Audio Basics

Reference:

MEL Frequency

What Does the Unit kHz Mean in Digital Music?

kHz is short for kilohertz, and is a measurement of frequency (cycles per second). In digital audio, this measurement describes the number of data chunks used per second to represent an analog sound in digital form. These data chunks are known as the sampling rate or sampling frequency.

This definition is often confused with another popular term in digital audio, called bitrate (measured in kbps). However, the difference between these two terms is that bitrate measures how much is sampled every second (size of the chunks) rather than the number of chunks (frequency).
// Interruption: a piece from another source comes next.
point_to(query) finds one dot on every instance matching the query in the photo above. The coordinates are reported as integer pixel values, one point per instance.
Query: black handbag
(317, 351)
Note: kHz is sometimes referred to as sampling rate, sampling interval, or cycles per second.

What is the Mel scale?

The Mel scale relates perceived frequency, or pitch, of a pure tone to its actual measured frequency. Humans are much better at discerning small changes in pitch at low frequencies than they are at high frequencies. Incorporating this scale makes our features match more closely what humans hear.

The formula for converting from frequency to Mel scale is:

$M(f) = 1125 * \ln(1 + \frac{f}{700}) \\ M^{-1}(m) = 700 * (\exp(\frac{m}{1125}) -1)$

Audio Features

We start with a speech signal, we’ll assume sampled at 16kHz.

Frame the signal into 20-40 ms frames. 25ms is standard. This means the frame length for a 16kHz signal is 0.025*16000 = 400 samples. Frame step is usually something like 10ms (160 samples), which allows some overlap to the frames. The first 400 sample frame starts at sample 0, the next 400 sample frame starts at sample 160 etc. until the end of the speech file is reached. If the speech file does not divide into an even number of frames, pad it with zeros so that it does.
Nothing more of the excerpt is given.